Patent Application US 2025/0130600 A1 Valve Assembly and System Used to Control Flow Rate of a Fluid Filed: October 20, 2023 | Published: April 24, 2025
The Problem
Mass flow controllers (MFCs) are the devices that precisely meter process gases into semiconductor wafer fabrication chambers. Accuracy matters enormously, and a singleĀ miscalibrated MFC can ruin an entire wafer batch. The accuracy range of an MFC is fundamentally limited by the pressure sensor inside it, and conventional pressure sensors are only reliable within a narrow linear operating range. This forces fabs to deploy multiple MFCs to cover different flow ranges which adds cost, complexity, and failure points.

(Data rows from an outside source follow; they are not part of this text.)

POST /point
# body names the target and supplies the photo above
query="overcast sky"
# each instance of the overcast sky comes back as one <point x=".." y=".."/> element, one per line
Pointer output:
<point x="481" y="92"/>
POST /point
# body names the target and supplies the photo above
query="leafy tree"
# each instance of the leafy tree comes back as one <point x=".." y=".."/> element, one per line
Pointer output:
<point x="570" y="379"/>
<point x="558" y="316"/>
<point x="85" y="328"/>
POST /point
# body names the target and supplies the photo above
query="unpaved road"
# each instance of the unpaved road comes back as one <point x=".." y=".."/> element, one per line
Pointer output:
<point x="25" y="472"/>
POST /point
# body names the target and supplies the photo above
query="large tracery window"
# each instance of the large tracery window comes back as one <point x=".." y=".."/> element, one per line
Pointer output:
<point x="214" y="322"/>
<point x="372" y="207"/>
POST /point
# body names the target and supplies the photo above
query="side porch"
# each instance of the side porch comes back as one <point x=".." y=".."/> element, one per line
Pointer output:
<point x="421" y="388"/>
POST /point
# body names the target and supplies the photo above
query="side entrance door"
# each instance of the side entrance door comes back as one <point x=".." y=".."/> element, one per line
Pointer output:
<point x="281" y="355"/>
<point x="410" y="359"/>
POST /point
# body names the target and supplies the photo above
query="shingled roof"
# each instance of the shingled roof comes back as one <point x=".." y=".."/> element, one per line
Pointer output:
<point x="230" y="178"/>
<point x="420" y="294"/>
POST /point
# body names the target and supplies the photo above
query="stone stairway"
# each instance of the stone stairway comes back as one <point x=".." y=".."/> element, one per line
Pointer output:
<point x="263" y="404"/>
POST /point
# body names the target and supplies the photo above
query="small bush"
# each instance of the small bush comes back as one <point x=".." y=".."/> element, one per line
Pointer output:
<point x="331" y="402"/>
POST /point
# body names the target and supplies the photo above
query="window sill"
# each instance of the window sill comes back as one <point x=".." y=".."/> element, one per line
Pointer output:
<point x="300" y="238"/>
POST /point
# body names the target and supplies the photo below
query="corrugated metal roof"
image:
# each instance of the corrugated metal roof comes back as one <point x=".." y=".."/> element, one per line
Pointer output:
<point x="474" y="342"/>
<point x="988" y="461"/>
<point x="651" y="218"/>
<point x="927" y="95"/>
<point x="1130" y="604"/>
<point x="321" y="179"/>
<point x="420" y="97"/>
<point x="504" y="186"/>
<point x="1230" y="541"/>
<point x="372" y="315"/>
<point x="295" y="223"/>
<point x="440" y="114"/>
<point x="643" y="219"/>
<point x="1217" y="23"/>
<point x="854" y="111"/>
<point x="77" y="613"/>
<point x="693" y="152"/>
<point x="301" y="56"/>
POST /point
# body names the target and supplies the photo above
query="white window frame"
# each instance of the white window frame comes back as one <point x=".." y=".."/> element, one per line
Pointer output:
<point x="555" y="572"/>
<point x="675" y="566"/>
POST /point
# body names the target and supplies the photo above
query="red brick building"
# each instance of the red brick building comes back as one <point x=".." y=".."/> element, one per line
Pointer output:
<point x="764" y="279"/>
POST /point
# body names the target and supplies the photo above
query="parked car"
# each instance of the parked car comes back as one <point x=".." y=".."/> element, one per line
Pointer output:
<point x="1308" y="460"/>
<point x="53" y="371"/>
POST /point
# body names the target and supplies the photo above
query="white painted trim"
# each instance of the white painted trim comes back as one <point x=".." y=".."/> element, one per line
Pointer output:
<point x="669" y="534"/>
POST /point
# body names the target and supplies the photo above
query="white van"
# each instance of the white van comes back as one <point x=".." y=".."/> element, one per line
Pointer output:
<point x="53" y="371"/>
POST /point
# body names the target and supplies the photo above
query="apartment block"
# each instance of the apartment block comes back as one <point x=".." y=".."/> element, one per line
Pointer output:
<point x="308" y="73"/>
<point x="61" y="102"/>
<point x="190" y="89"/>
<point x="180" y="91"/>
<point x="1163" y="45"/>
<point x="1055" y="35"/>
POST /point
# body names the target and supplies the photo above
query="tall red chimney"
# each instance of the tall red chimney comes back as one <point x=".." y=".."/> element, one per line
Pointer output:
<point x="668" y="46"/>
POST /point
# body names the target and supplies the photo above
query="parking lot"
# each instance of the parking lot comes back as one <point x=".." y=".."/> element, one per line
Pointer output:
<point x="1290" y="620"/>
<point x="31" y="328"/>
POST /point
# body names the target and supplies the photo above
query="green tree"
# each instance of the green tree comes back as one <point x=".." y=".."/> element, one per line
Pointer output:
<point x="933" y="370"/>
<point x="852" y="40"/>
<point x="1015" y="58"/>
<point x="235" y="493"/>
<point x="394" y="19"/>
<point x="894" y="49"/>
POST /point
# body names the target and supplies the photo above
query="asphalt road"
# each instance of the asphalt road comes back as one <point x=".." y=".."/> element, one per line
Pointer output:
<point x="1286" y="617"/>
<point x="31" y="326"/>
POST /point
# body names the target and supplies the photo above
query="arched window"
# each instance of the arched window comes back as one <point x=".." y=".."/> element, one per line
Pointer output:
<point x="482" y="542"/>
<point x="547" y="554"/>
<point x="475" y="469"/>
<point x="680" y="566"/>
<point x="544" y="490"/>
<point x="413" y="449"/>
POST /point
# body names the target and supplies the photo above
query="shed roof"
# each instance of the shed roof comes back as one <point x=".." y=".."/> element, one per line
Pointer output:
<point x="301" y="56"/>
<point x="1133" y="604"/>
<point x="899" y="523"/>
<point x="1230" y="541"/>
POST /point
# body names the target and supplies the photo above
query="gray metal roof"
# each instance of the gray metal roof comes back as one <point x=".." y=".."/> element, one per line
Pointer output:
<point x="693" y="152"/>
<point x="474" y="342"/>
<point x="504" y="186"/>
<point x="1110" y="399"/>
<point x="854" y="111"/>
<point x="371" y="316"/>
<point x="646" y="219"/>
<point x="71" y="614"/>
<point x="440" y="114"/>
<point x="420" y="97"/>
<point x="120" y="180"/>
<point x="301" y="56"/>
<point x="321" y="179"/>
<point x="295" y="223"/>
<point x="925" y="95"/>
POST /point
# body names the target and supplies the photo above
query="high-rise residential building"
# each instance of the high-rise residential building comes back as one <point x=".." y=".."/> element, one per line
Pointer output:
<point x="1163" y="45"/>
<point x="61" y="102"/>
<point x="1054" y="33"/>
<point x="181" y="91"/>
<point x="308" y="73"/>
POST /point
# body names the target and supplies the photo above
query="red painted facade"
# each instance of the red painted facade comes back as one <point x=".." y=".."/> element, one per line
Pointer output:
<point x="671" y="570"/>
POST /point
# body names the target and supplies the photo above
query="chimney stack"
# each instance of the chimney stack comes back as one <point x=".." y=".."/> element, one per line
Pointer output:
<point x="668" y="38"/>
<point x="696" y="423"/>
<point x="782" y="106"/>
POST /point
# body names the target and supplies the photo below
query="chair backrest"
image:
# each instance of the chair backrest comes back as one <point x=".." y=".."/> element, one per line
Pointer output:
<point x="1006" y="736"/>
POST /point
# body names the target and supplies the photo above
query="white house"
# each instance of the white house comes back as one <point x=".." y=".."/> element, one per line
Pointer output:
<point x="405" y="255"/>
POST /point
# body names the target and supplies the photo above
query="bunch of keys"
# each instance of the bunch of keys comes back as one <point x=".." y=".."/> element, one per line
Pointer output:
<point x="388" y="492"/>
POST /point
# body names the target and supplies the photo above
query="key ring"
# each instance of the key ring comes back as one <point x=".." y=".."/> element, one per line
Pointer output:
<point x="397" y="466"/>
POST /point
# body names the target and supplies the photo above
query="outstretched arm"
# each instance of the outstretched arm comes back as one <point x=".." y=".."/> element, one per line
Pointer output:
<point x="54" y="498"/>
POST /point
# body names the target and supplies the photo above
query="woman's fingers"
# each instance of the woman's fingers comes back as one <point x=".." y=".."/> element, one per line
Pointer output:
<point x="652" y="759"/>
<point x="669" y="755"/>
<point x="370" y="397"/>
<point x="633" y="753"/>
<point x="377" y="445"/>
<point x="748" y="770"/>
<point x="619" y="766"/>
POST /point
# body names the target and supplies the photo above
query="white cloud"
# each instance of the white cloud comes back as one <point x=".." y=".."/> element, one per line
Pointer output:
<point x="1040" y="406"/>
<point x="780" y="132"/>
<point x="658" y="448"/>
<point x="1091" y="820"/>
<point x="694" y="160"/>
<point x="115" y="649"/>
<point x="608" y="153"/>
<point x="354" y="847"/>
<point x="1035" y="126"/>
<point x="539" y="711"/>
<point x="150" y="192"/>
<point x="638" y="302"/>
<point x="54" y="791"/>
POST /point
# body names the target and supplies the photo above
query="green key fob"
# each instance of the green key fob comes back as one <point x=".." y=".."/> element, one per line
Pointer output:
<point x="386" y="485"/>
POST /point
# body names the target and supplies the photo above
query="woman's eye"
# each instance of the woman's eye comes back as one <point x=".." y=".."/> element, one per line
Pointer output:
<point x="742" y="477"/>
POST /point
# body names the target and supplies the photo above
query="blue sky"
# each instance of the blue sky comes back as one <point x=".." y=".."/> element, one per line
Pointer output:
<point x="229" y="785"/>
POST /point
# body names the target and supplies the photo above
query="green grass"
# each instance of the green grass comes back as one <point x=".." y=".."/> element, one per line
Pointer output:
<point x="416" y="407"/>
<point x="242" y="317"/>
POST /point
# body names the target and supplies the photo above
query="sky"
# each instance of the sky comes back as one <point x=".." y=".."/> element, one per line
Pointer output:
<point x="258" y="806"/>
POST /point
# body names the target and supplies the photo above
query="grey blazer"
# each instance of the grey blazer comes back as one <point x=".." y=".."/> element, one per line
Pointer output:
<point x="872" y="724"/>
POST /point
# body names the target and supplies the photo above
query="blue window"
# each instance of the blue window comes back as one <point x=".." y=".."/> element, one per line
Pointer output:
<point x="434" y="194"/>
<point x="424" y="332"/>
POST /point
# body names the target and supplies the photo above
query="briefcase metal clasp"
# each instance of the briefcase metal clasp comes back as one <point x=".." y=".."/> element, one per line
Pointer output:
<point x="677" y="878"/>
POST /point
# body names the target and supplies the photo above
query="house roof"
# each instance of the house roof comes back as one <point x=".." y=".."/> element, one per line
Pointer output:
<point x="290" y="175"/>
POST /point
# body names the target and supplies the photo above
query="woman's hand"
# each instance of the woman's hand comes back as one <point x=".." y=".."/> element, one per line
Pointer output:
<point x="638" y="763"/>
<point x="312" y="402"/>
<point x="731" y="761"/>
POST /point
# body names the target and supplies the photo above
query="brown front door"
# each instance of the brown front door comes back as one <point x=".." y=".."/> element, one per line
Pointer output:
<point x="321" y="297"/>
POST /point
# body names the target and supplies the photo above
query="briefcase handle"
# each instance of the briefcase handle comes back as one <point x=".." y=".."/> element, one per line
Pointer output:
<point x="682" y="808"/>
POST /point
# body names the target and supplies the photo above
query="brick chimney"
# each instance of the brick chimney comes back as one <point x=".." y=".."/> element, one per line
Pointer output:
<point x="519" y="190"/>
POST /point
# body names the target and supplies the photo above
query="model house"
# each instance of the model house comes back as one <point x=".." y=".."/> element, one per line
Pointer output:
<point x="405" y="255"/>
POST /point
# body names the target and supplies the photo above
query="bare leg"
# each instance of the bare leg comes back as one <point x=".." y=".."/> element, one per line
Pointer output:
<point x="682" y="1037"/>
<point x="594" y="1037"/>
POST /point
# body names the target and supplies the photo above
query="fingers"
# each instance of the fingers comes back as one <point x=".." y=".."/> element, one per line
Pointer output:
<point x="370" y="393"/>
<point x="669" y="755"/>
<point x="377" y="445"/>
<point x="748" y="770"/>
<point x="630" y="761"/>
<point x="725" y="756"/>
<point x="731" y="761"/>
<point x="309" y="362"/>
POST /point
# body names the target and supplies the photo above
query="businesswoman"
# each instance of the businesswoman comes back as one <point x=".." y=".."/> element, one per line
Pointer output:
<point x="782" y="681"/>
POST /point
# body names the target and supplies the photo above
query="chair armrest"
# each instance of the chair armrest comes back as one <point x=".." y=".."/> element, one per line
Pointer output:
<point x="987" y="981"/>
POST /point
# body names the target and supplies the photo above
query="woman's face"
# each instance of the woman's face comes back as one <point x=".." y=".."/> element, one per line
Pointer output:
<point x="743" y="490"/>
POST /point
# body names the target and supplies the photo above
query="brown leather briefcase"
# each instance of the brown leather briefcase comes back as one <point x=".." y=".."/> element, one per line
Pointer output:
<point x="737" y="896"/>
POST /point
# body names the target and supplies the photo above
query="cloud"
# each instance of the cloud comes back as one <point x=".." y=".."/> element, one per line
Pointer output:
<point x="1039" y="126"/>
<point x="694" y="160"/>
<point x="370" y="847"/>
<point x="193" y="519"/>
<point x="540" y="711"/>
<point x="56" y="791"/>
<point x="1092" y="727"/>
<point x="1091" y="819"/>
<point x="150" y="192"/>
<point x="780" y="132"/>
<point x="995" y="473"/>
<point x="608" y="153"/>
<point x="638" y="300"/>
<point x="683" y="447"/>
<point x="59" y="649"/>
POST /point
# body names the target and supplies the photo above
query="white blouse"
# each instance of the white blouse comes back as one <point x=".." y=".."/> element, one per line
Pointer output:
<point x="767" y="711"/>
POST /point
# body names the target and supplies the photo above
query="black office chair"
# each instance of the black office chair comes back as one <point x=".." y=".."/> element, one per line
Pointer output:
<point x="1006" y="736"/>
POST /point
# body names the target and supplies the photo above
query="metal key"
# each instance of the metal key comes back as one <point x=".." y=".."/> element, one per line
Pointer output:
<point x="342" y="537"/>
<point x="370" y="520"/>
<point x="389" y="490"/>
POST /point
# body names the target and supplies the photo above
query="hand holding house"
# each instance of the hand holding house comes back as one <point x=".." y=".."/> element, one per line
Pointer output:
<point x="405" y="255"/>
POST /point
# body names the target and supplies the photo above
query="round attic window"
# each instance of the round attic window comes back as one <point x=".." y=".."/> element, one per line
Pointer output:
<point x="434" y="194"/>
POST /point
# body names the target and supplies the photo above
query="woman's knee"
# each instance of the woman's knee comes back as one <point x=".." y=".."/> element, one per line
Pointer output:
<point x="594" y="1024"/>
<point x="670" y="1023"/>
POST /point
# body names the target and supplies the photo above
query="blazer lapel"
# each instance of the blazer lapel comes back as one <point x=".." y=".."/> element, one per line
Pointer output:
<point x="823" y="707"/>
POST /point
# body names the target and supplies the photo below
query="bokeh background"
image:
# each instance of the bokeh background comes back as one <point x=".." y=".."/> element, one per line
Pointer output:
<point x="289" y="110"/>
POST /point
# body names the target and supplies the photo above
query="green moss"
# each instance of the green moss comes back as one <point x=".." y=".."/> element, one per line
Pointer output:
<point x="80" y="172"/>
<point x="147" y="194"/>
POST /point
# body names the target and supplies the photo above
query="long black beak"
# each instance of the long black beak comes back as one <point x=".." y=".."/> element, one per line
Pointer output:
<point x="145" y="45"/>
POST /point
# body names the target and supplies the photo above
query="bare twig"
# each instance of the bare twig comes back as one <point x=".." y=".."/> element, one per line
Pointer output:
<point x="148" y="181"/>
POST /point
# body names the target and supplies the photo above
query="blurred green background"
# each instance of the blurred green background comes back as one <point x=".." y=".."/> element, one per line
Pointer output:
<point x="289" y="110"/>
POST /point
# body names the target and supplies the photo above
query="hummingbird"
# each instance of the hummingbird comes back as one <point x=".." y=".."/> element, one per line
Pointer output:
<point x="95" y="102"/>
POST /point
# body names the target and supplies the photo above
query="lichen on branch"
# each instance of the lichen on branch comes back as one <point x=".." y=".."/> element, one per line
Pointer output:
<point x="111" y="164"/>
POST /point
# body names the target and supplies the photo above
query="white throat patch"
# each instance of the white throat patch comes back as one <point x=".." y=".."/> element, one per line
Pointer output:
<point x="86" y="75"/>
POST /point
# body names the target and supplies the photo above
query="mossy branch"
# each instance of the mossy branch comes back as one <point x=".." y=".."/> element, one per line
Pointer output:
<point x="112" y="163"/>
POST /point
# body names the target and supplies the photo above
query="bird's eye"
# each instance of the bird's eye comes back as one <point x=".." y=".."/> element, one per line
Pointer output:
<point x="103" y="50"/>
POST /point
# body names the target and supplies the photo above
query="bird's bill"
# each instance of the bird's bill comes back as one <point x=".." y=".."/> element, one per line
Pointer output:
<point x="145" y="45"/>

The root cause: standard pressure transducers use diaphragms designed to stay within their linear deflection range. Once pressure exceeds that range, the sensor's output becomes non-linear and unpredictable, so engineers simply don't use them there, even though the hardware could physically survive it.
The Invention
This patent covers an MFC architecture that deliberately exploits the non-linear response region of a pressure transducer diaphragm rather than avoiding it. By characterizing and mathematically modeling both the linear and non-linear behavior of a thin diaphragm, the system can accurately measure pressures across a range far exceeding what conventional designs allow, up to 60 PSI with a sensor rated linearly to only 5 PSI.
The result is an MFC with a 500:1 operating range, compared to the typical 20:1 range of conventional devices. A single unit can replace two conventional MFCs across the same flow range, while maintaining 1% accuracy and long-term stability.
My Contribution
I am a named co-inventor on this application, contributing to the mechanical design of the valve and transducer assembly, the experimental characterization of sensor behavior across linear and non-linear operating regimes, and the development of test methodology used to validate the performance claims in the filing.